Around Christmas, you’ll probably hear some folks say, “the Christmas season hasn’t started until I’ve heard, ‘This Christmas’ (only the Donnie Hathaway version) or ‘All I Want For Christmas Is You’, by Mariah Carey.
Yesterday was the start of the summer solstice, but summer officially starts for me when I hear ‘Cruel Summer’ by Bananarama. And it happened this past Saturday when I was driving on the Belt Parkway in Brooklyn, with the sunroof down, listening to the 80s on 8 channel on Sirius XM. I was instantly transported to my childhood summers.

When I was a kid, my parents room was the only one with an air conditioner.

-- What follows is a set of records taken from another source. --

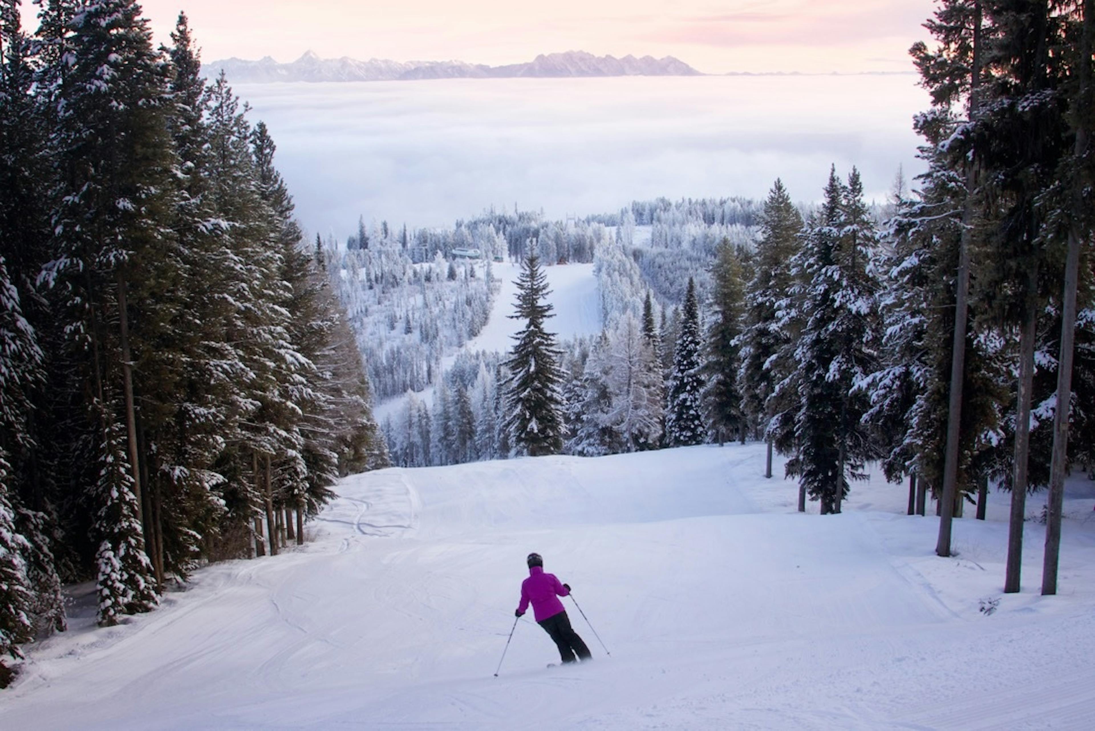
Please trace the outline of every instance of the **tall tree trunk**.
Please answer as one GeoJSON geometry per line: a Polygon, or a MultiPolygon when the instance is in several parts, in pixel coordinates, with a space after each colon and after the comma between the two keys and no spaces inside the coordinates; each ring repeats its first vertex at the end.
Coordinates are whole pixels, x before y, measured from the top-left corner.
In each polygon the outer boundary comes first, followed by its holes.
{"type": "Polygon", "coordinates": [[[909,472],[909,515],[917,513],[917,473],[909,472]]]}
{"type": "Polygon", "coordinates": [[[832,512],[840,512],[844,500],[844,462],[848,459],[848,395],[840,402],[840,447],[837,450],[837,491],[832,495],[832,512]]]}
{"type": "Polygon", "coordinates": [[[304,545],[304,499],[297,503],[297,545],[304,545]]]}
{"type": "MultiPolygon", "coordinates": [[[[1080,39],[1080,116],[1073,157],[1087,153],[1092,115],[1092,47],[1095,45],[1095,2],[1084,0],[1083,33],[1080,39]]],[[[1057,569],[1061,553],[1061,513],[1064,509],[1064,473],[1069,459],[1069,415],[1072,408],[1072,351],[1076,330],[1076,289],[1080,285],[1080,248],[1085,232],[1080,231],[1084,210],[1082,178],[1072,183],[1072,217],[1069,226],[1069,253],[1064,269],[1064,294],[1061,307],[1061,353],[1057,369],[1057,412],[1053,414],[1053,457],[1049,472],[1049,503],[1046,515],[1046,553],[1041,569],[1041,593],[1057,594],[1057,569]]]]}
{"type": "MultiPolygon", "coordinates": [[[[251,453],[251,470],[255,477],[255,495],[261,496],[263,494],[263,479],[262,473],[258,471],[258,453],[251,453]]],[[[255,514],[255,555],[266,556],[266,540],[263,538],[263,518],[255,514]]]]}
{"type": "Polygon", "coordinates": [[[270,556],[277,556],[277,525],[274,518],[274,480],[270,469],[270,455],[266,457],[266,527],[269,532],[270,556]]]}
{"type": "Polygon", "coordinates": [[[122,269],[118,276],[118,329],[122,338],[122,384],[126,400],[126,435],[129,437],[129,469],[134,480],[134,498],[137,499],[137,521],[145,534],[145,546],[149,545],[148,525],[145,523],[145,505],[141,500],[140,452],[137,449],[137,410],[134,407],[132,357],[129,353],[129,313],[126,305],[126,278],[122,269]]]}
{"type": "MultiPolygon", "coordinates": [[[[976,118],[981,87],[981,2],[973,3],[973,68],[970,71],[969,116],[976,118]]],[[[966,163],[966,201],[958,244],[958,275],[955,292],[955,332],[950,355],[950,393],[947,404],[947,442],[943,462],[943,494],[940,498],[940,537],[936,556],[950,556],[950,518],[958,492],[958,442],[960,437],[963,381],[966,378],[966,320],[969,313],[969,249],[973,225],[973,189],[977,167],[970,155],[966,163]]]]}
{"type": "MultiPolygon", "coordinates": [[[[148,435],[140,419],[137,420],[137,445],[141,454],[149,454],[148,435]]],[[[152,561],[152,571],[155,573],[157,592],[163,593],[163,523],[161,522],[160,503],[160,480],[152,480],[152,468],[149,465],[151,459],[141,460],[141,484],[145,486],[145,502],[148,505],[148,538],[151,541],[145,546],[145,552],[152,561]]]]}
{"type": "MultiPolygon", "coordinates": [[[[1031,287],[1037,285],[1033,284],[1031,287]]],[[[1026,517],[1027,467],[1030,449],[1030,391],[1034,387],[1034,341],[1038,311],[1034,302],[1019,332],[1018,403],[1015,407],[1015,464],[1012,472],[1012,513],[1007,526],[1007,568],[1004,593],[1019,591],[1023,572],[1023,521],[1026,517]]]]}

On what counted for an unbearably hot day in the late 1900’s, my mom used to turn on the unit and close the door to keep the room frosty. I would make a tent fort out of sheets and couch cushions and bring along my bright blue New York Giants sleeping bag (it was on sale at Modell’s), a portable radio to listen to Z-100, 98.7 KISS FM or WBL “kicking” S, and the latest Sweet Valley High paperback. My mom would invariably pop in with a snack – be it sliced mangoes or Grace’s strawberry syrup either mixed in milk or poured over shaved ice. Oooooh, talk about the good old days.

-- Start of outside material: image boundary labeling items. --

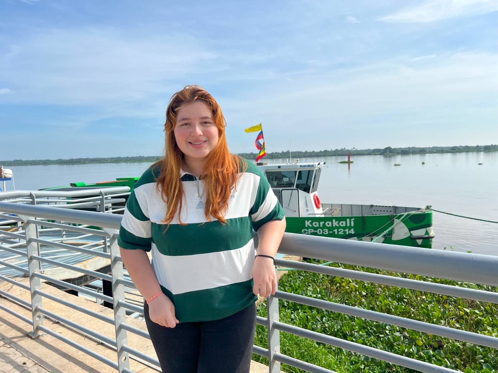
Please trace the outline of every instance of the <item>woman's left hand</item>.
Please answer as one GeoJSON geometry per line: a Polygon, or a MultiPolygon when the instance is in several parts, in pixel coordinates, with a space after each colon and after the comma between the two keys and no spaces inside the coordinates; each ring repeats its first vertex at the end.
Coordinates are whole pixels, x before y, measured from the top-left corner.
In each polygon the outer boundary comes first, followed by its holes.
{"type": "Polygon", "coordinates": [[[254,286],[252,292],[259,294],[263,298],[275,295],[277,289],[277,275],[275,273],[273,261],[270,258],[256,257],[252,267],[254,286]]]}

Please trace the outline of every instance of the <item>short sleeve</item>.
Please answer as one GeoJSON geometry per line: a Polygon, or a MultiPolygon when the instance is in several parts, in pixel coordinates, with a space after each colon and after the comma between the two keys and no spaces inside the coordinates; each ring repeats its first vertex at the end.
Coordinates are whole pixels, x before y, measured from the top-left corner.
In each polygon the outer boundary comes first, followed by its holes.
{"type": "Polygon", "coordinates": [[[128,197],[121,221],[118,244],[123,249],[141,249],[150,251],[152,244],[151,224],[147,208],[147,196],[140,187],[150,180],[148,172],[144,173],[128,197]]]}
{"type": "Polygon", "coordinates": [[[259,177],[257,187],[252,191],[255,196],[249,211],[252,228],[257,231],[265,223],[271,220],[281,220],[285,213],[264,176],[251,163],[248,166],[248,171],[250,169],[259,177]]]}

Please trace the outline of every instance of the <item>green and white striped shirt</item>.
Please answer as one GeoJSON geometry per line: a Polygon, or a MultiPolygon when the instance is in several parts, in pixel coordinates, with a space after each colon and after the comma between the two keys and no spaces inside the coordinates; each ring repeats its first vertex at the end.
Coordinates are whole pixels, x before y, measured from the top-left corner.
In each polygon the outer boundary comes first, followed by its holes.
{"type": "MultiPolygon", "coordinates": [[[[147,169],[126,204],[118,243],[124,249],[152,250],[152,266],[163,292],[175,305],[180,322],[218,320],[233,315],[257,299],[252,293],[252,229],[282,220],[284,211],[267,181],[248,162],[233,188],[227,224],[208,221],[194,177],[181,171],[185,194],[166,229],[161,222],[166,204],[156,187],[160,166],[147,169]],[[236,189],[237,190],[236,190],[236,189]]],[[[200,181],[201,190],[204,183],[200,181]]],[[[160,188],[159,189],[160,190],[160,188]]]]}

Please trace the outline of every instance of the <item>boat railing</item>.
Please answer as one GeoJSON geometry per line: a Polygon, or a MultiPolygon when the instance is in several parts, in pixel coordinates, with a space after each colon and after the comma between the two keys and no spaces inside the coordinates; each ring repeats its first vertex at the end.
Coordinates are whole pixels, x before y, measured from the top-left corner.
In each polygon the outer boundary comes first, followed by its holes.
{"type": "MultiPolygon", "coordinates": [[[[158,367],[157,360],[146,352],[141,351],[131,343],[132,337],[149,339],[144,326],[137,327],[131,325],[127,314],[143,313],[143,308],[129,301],[126,297],[127,289],[135,286],[125,275],[120,256],[117,244],[118,230],[122,216],[118,214],[58,209],[45,206],[33,206],[27,204],[11,203],[0,201],[0,219],[6,218],[19,221],[23,224],[22,231],[13,229],[11,231],[0,232],[0,254],[18,256],[26,260],[26,265],[5,259],[0,260],[4,268],[16,271],[18,275],[0,275],[0,280],[20,287],[24,291],[25,298],[14,295],[12,291],[6,291],[4,286],[0,289],[0,296],[6,298],[11,305],[9,307],[0,304],[0,309],[15,316],[32,326],[31,336],[36,337],[47,334],[65,342],[73,347],[87,354],[100,362],[113,367],[119,372],[130,373],[130,359],[139,361],[149,367],[158,367]],[[51,222],[46,222],[46,220],[51,222]],[[75,225],[74,224],[76,224],[75,225]],[[48,227],[45,227],[48,225],[48,227]],[[100,227],[96,229],[95,227],[100,227]],[[97,249],[92,250],[74,243],[54,242],[40,238],[39,231],[44,229],[60,228],[79,234],[89,235],[101,238],[103,243],[97,249]],[[41,248],[51,246],[68,252],[76,252],[92,258],[105,260],[110,266],[109,274],[102,273],[95,269],[88,269],[77,264],[65,262],[62,259],[49,259],[41,248]],[[63,280],[56,275],[50,275],[51,267],[58,266],[65,270],[92,278],[100,279],[103,282],[111,284],[112,293],[106,295],[95,289],[89,289],[63,280]],[[29,281],[20,276],[29,278],[29,281]],[[112,305],[114,317],[104,316],[102,313],[68,301],[50,293],[44,286],[47,281],[59,286],[65,286],[73,291],[101,299],[112,305]],[[26,300],[27,298],[28,300],[26,300]],[[101,329],[90,329],[74,320],[57,314],[54,309],[49,309],[46,303],[53,301],[70,308],[95,318],[97,321],[114,326],[114,335],[105,335],[101,329]],[[28,316],[14,310],[14,306],[19,305],[29,310],[28,316]],[[49,323],[44,320],[56,320],[60,324],[78,331],[94,340],[101,341],[114,349],[114,359],[110,359],[96,351],[69,339],[48,327],[49,323]]],[[[14,226],[14,228],[16,227],[14,226]]],[[[257,245],[257,237],[254,234],[257,245]]],[[[498,257],[462,253],[455,252],[407,247],[385,244],[362,242],[356,241],[332,239],[306,235],[286,233],[284,235],[279,252],[320,260],[333,261],[386,270],[395,272],[413,274],[445,279],[457,281],[482,284],[491,286],[498,286],[498,257]]],[[[368,281],[388,286],[396,286],[422,291],[444,294],[467,299],[498,303],[498,293],[468,288],[463,286],[453,286],[437,282],[411,280],[395,276],[386,276],[361,271],[326,267],[309,263],[290,260],[276,260],[278,266],[323,274],[360,281],[368,281]]],[[[1,269],[0,269],[0,274],[1,269]]],[[[285,281],[285,278],[283,280],[285,281]]],[[[1,285],[1,283],[0,283],[1,285]]],[[[375,312],[369,309],[345,304],[298,294],[277,290],[274,296],[267,299],[266,317],[258,316],[256,322],[267,329],[268,345],[254,346],[253,352],[266,357],[269,360],[270,373],[280,372],[280,364],[285,364],[310,372],[333,371],[311,363],[304,362],[297,357],[288,356],[281,353],[280,333],[291,333],[336,347],[344,349],[375,359],[388,362],[409,369],[423,372],[455,372],[449,368],[383,351],[361,343],[341,339],[332,335],[318,333],[281,322],[279,319],[279,299],[295,302],[317,307],[317,309],[340,312],[353,316],[374,320],[386,325],[395,325],[446,337],[470,344],[475,344],[498,349],[498,338],[480,334],[478,331],[467,331],[436,325],[416,320],[375,312]]],[[[469,317],[473,317],[470,314],[469,317]]],[[[158,368],[156,368],[158,369],[158,368]]]]}
{"type": "MultiPolygon", "coordinates": [[[[0,201],[63,208],[93,208],[103,212],[124,211],[128,186],[75,188],[74,190],[11,190],[0,192],[0,201]],[[121,198],[120,198],[121,197],[121,198]],[[120,205],[116,206],[116,204],[120,205]]],[[[0,224],[4,223],[0,221],[0,224]]]]}

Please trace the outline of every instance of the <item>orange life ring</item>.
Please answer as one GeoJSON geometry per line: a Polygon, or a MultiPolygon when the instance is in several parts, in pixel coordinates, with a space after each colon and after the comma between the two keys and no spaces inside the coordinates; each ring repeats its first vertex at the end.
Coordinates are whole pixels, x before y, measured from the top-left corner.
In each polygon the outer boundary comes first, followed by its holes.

Throughout the years, Cruel Summer has taken on a different connotation for me. It’s come to represent literal cruel summers in the form of a terrible climate event, political shenanigans or protests due to some unjust or unrighteous act.
This week, the focus was on a submersible carrying five people that was headed towards the wreckage of the Titanic. There used to be a time, if people would be ghoulish they’d throw a “too soon”? after whatever they said, acknowledging that they knew what they’d said was f*cked up – that time has come and long gone. No sooner than the news became widespread of the submersible’s disappearance, than a race was on to see who could get off the most heinous posts.
And that’s part of the reason, for the past six months, I’ve cut my social media usage way back. The blatant and constant lack of humanity, is overwhelming. When and if there’s been something suspect that I’ve laughed at, it always makes me question myself because that’s not the person I think I am, nor the person I want to be.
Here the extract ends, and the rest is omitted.